Nah. Untuk mengoreksi kesalahan prediksi tentang Indonesia, tanpa malu-malu kemudian menyebutkan “Indonesia sudah terbangun hard immunity”. 


Memasuki tahun kedua wabah corona, Indonesia sudah menatap kedepan. Berbagai prahara, intrik maupun berbagai manuver yang sempat mengharu-birukan politik Indonesia kemudian mulai “melandai”. 


Bersamaan dengan semilir angin pagi. Mengabarkan sukacita kepada rakyat Indonesia. 

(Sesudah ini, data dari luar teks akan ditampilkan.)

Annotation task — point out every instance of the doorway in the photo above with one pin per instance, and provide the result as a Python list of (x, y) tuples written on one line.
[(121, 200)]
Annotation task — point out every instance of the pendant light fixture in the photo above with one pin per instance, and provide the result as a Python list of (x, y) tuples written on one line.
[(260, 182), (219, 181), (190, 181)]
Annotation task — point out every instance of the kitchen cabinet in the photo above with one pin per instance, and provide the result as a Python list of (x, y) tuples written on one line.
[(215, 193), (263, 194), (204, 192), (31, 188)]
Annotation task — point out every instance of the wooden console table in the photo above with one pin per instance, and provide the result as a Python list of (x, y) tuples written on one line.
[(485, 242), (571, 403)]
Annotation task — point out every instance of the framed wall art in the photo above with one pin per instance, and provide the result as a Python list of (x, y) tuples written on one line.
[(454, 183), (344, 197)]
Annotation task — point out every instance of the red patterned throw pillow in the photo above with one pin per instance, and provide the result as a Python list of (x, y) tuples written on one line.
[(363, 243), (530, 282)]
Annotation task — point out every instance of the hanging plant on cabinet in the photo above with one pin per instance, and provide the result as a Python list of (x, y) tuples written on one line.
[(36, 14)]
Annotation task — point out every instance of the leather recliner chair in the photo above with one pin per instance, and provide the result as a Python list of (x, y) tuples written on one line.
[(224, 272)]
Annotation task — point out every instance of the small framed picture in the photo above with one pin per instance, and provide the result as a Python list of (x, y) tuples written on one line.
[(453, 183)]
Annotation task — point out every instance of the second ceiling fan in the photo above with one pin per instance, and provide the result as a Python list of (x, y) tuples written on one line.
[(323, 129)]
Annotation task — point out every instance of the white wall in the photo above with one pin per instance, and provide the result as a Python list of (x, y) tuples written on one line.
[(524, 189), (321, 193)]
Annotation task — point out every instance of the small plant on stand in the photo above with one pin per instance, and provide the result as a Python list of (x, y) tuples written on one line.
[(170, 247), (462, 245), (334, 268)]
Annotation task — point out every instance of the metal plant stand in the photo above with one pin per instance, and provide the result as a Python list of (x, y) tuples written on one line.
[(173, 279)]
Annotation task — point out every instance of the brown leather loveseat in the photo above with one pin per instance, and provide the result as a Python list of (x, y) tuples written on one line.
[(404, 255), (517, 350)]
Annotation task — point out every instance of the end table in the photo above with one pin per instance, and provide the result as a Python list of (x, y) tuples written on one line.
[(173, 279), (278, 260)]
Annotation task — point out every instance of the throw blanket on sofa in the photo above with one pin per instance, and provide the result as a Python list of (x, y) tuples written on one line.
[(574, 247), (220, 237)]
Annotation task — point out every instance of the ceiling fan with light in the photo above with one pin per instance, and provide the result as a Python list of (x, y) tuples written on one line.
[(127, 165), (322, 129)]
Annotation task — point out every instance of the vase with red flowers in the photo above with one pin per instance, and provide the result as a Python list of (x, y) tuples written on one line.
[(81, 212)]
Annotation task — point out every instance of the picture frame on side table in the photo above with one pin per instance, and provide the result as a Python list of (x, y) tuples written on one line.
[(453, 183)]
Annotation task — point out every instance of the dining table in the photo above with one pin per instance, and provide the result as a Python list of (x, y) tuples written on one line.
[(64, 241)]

Lalu mengapa Indonesia mampu melewati berbagai krisis, prahara, intrik bahkan manuver selama 20 tahun terakhir ini ? 


Kolektivitas dan rasa persaudaraan yang tinggi. Masyarakat Indonesia “rela mengulurkan tangan”. Membantu saudaranya yang terpapar derita. 


Sebagai bangsa timur, rasa persaudaraan itu begitu kental. Berbagai bencana yang terjadi (entah bencana alam maupun wabah), mampu dilewati dengan baik. 


Lihatlah. Bagaimana ketika terjadi bencana. Berbagai lini kemudian membangun solidaritas. Tanpa sekat membantu saudaranya yang tertimpa bencana. 


Kekuatan solidaritas dan kolektivitas inilah yang “jarang dipotret” oleh dunia barat. Termasuk juga kalangan menengah kampus yang hanya “mempelototi” angka-angka ekonomi. 


Kekuatan solidaritas dan kolektivitas inilah yang hanya dimiliki oleh para mereka yang mempunyai mental yang Tangguh. Warisan dari leluhur nenek moyang yang masih erat diwariskan kepada generasi selanjutnya. 


Hanya orang yang mempunyai “tuah” petarung yang mampu melewati berbagai krisis. Meninggalkan para pecundang yang sibuk kalkulasi kekalahannya.